Des résultats préliminaires de cette étude Corimuno-19 ont été présentés publiquement par les investigateurs au Haut Comité de santé publique, alors même que le comité indépendant chargé de la surveillance de l’essai avait estimé qu’il y avait de petites incohérences dans les données et qu’il fallait continuer. Les effets du médicament devaient être jugés au 14e jour de traitement, et ce recul n’était pas atteint chez tous les malades.
Par crainte que les résultats ne se répandent, l’AP-HP, promoteur de l’étude, a décidé de les rendre publics, sans en avertir le comité indépendant, qui s’est senti désavoué et a démissionné. J’ai ensuite démissionné car j’étais révoltée de constater que l’AP-HP continuait à dire que tout avait été bien fait. Or, elle avait mis en place une gouvernance de l’essai peu solide, avec un comité indépendant au rôle pas très clair.
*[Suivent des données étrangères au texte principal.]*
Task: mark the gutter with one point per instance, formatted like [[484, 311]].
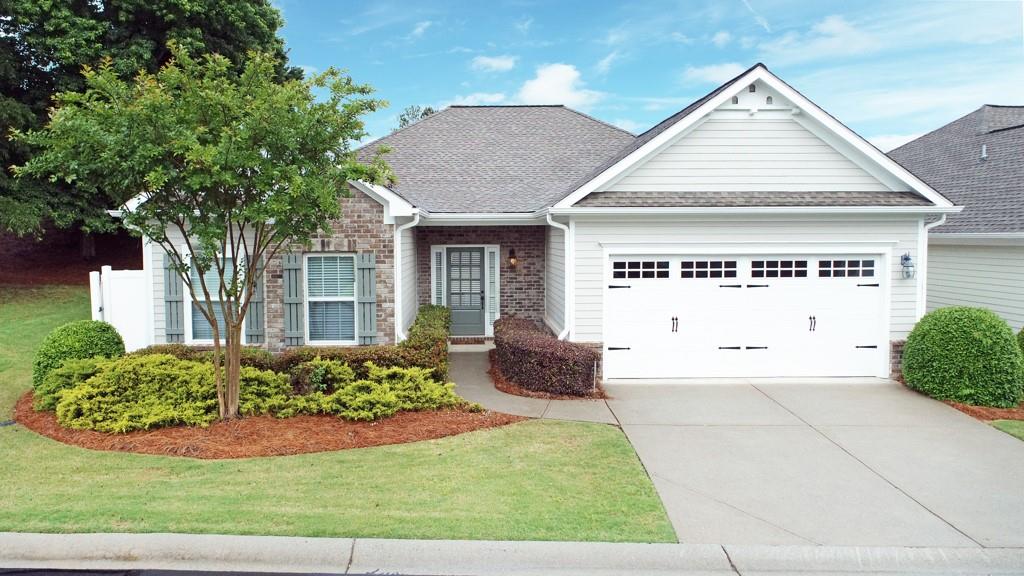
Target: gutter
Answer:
[[399, 332], [567, 272]]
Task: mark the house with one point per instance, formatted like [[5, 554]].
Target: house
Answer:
[[749, 235], [976, 257]]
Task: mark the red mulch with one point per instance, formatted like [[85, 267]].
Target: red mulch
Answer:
[[508, 386], [56, 258], [266, 436], [986, 413]]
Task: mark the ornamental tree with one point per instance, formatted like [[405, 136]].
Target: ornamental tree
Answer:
[[239, 165]]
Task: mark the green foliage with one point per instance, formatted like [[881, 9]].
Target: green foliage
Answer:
[[154, 391], [85, 338], [321, 375], [965, 355], [71, 373], [44, 45]]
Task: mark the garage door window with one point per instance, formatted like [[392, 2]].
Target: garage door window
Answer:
[[846, 269], [709, 269], [778, 269], [640, 269]]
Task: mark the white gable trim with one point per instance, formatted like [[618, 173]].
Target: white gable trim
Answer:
[[851, 138], [394, 205]]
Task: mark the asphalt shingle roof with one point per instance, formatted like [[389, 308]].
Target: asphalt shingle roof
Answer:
[[991, 191], [496, 159]]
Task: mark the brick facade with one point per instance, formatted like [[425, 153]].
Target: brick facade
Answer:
[[521, 288], [361, 229]]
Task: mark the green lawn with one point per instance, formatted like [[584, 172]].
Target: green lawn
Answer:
[[1013, 427], [537, 480]]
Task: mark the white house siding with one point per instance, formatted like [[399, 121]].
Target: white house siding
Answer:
[[990, 277], [900, 234], [409, 279], [554, 282], [752, 154]]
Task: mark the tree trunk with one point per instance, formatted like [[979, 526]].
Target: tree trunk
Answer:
[[88, 246], [232, 364]]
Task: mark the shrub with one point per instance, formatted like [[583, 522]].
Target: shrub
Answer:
[[85, 338], [425, 346], [152, 391], [536, 360], [73, 372], [383, 393], [965, 355], [321, 375]]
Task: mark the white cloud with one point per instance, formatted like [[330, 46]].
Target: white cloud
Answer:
[[629, 125], [419, 29], [886, 142], [721, 38], [494, 64], [604, 65], [557, 83], [713, 74], [477, 98]]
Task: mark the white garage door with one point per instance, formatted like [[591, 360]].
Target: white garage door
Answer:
[[744, 316]]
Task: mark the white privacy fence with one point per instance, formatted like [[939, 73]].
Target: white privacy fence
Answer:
[[120, 297]]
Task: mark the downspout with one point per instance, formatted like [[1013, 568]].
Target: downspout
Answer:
[[399, 331], [565, 282], [923, 276]]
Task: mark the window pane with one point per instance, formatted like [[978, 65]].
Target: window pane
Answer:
[[331, 276], [202, 330], [332, 321]]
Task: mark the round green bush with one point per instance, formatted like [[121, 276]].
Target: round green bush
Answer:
[[965, 355], [79, 340]]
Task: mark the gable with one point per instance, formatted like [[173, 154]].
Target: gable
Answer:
[[758, 136], [734, 150]]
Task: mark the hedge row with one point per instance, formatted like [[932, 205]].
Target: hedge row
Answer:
[[425, 346], [536, 360]]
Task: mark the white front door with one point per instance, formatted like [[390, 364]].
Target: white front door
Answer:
[[744, 316]]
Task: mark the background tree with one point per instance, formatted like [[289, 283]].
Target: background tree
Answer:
[[413, 114], [238, 165], [45, 43]]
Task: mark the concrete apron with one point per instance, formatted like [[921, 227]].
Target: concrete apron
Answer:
[[440, 558]]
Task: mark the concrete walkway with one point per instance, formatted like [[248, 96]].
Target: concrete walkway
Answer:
[[469, 371], [828, 462], [442, 558]]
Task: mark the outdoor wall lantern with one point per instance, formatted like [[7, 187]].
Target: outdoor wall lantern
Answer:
[[908, 269]]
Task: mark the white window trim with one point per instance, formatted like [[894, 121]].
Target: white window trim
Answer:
[[496, 249], [187, 314], [306, 299]]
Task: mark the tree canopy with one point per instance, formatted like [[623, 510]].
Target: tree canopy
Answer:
[[239, 166], [45, 43]]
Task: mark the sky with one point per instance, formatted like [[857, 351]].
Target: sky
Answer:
[[890, 70]]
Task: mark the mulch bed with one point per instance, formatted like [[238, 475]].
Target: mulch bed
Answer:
[[508, 386], [988, 414], [266, 436]]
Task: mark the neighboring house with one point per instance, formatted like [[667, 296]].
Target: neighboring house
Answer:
[[749, 235], [977, 257]]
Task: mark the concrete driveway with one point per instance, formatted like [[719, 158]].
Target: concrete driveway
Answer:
[[867, 463]]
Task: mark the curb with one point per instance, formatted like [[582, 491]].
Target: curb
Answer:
[[441, 558]]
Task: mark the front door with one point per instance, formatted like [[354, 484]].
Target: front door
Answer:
[[465, 290]]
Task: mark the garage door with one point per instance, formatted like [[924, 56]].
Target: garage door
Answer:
[[744, 316]]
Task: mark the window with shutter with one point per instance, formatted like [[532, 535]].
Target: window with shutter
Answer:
[[330, 298]]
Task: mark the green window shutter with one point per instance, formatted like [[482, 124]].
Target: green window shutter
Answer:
[[174, 305], [366, 286], [292, 279], [255, 333]]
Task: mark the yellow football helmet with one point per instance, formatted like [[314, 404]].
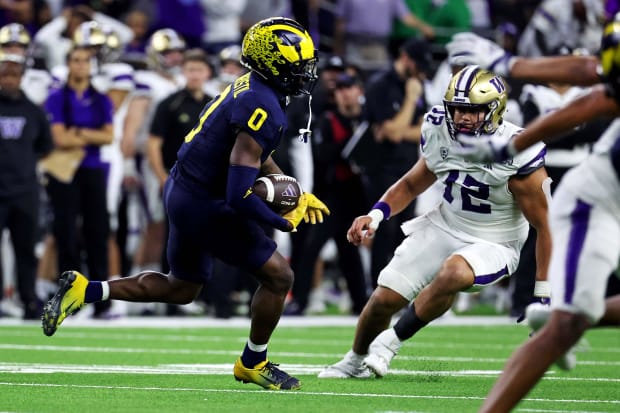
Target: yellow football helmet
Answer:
[[14, 33], [476, 89], [89, 34], [281, 50]]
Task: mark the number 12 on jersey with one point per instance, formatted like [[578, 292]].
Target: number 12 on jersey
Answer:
[[472, 192]]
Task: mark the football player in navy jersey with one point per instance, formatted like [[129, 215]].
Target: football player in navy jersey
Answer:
[[210, 204]]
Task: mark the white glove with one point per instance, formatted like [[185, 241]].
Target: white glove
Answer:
[[485, 148], [470, 49]]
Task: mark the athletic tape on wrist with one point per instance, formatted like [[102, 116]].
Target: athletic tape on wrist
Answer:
[[542, 289]]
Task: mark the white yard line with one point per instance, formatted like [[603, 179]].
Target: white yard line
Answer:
[[289, 393], [243, 322]]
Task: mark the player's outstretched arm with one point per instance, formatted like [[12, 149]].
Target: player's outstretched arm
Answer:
[[245, 163], [594, 104], [471, 49]]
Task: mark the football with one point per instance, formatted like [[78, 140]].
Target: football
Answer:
[[280, 192]]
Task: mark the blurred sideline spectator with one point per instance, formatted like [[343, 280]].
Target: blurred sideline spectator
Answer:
[[222, 24], [139, 23], [183, 16], [33, 14], [14, 39], [556, 23], [81, 119], [259, 10], [363, 28], [174, 117], [445, 16], [341, 186], [55, 37]]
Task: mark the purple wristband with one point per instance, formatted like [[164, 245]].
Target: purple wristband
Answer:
[[383, 207]]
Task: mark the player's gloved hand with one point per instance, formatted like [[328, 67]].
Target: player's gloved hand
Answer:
[[295, 215], [470, 49], [492, 148], [316, 209], [542, 294]]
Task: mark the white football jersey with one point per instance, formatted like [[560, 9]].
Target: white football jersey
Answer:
[[155, 87], [546, 99], [114, 76], [476, 198]]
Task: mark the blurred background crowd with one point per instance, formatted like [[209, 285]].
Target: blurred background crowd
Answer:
[[111, 87]]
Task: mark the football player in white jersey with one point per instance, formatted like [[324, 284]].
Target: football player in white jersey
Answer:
[[584, 214], [471, 240], [14, 39], [165, 56], [116, 79]]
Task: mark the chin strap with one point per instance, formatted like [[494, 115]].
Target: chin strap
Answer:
[[304, 133]]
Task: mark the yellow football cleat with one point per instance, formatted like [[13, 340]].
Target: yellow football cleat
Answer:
[[266, 375], [67, 301]]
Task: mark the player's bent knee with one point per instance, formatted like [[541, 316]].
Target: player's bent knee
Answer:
[[385, 301]]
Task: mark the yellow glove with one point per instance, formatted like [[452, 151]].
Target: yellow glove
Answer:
[[295, 216], [316, 209]]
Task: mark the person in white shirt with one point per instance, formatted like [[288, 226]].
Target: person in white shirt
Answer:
[[14, 39], [471, 240]]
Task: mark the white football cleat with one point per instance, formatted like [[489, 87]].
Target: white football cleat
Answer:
[[537, 315], [381, 352], [350, 366]]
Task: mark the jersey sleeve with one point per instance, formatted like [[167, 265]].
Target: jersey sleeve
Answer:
[[260, 118], [531, 159], [432, 131], [159, 126], [53, 107], [142, 86]]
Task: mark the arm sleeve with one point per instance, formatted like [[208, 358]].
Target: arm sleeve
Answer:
[[159, 126], [124, 32]]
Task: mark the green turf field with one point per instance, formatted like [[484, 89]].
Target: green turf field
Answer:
[[177, 368]]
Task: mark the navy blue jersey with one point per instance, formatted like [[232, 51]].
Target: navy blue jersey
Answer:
[[248, 105]]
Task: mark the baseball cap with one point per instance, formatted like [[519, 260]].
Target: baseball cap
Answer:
[[419, 51], [346, 80], [333, 62]]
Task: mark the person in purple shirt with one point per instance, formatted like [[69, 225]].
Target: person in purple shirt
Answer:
[[211, 207], [81, 117]]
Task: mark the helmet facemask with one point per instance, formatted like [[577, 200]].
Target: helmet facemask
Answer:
[[474, 90]]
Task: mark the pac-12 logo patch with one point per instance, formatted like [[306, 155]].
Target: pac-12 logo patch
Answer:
[[443, 151]]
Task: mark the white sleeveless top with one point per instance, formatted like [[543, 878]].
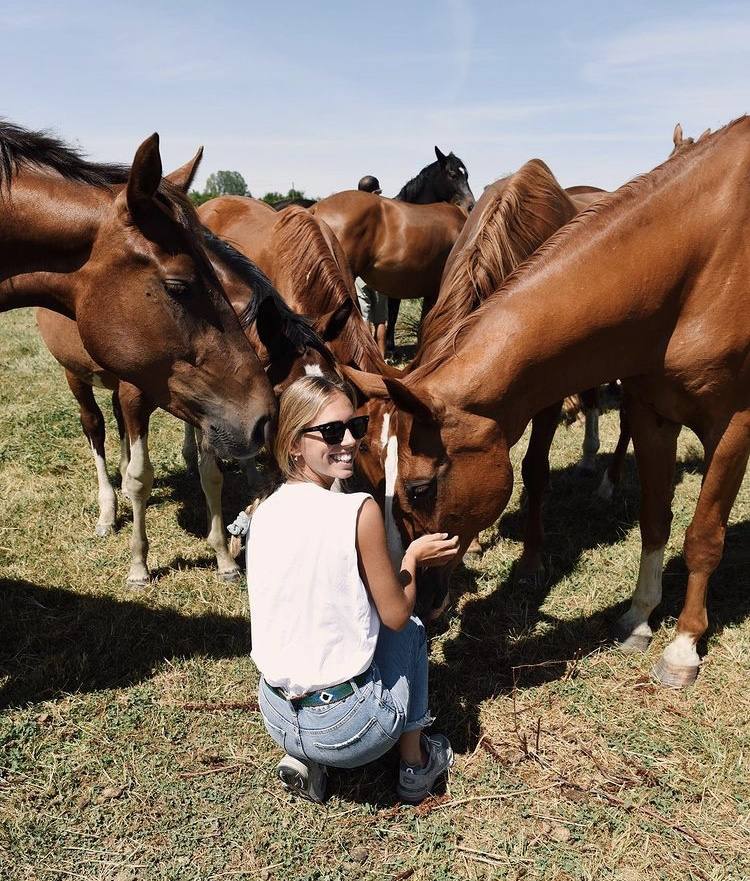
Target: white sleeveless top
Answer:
[[313, 622]]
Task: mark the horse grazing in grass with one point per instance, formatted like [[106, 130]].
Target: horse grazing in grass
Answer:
[[399, 246], [649, 285], [266, 319], [121, 251]]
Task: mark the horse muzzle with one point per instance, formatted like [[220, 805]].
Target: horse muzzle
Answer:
[[230, 442]]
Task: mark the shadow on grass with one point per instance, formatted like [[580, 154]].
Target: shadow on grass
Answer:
[[496, 650], [54, 641]]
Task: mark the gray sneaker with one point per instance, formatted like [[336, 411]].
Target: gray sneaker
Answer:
[[305, 779], [415, 784]]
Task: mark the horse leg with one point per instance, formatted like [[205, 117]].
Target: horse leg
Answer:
[[124, 440], [139, 476], [390, 336], [190, 448], [212, 481], [655, 442], [704, 544], [535, 472], [613, 474], [92, 422], [590, 400]]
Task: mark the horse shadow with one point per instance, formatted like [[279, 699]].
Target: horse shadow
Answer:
[[55, 641], [496, 650]]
Les investigateurs principaux avaient accès aux données détaillées par groupe de traitement, ce qui n’est habituellement pas le cas. En tant qu’investigateur, vous êtes enthousiaste de votre idée, c’est humain, mais communiquer sur des résultats peu solides n’aide pas dans une crise, et ce système l’a permis. Aujourd’hui, toutes les données sont revues de façon très fine, et l’ANSM doit même effectuer un contrôle sur site. Au passage, que l’ANSM inspecte l’étude Corimuno et pas celles de Didier Raoult n’est pas normal, c’est vraiment deux poids deux mesures.
Cette crise malmène-t-elle la science ?
Oui, il y a des chercheurs qui choisissent de la malmener en ne se comportant pas comme des scientifiques. Quelqu’un qui vend des idées sans être capable de produire des données solides peut-il encore être qualifié de chercheur ? Cette crise fait disjoncter certains, comme l’épidémiologiste américain John Ioannidis, qui a passé toute sa carrière à critiquer la mauvaise science et qui aujourd’hui produit des analyses d’une qualité épouvantable. Les revues scientifiques publient rapidement et pas toujours à bon escient, comme le montre encore l’exemple du Lancet.
Il y a aussi une inflation des articles en prépublication, cela peut être intéressant pour discuter entre chercheurs, mais c’est un problème quand les résultats sont présentés comme ceux d’une publication. Les médias ne devraient pas en faire état tant qu’ils ne sont pas revus par les pairs.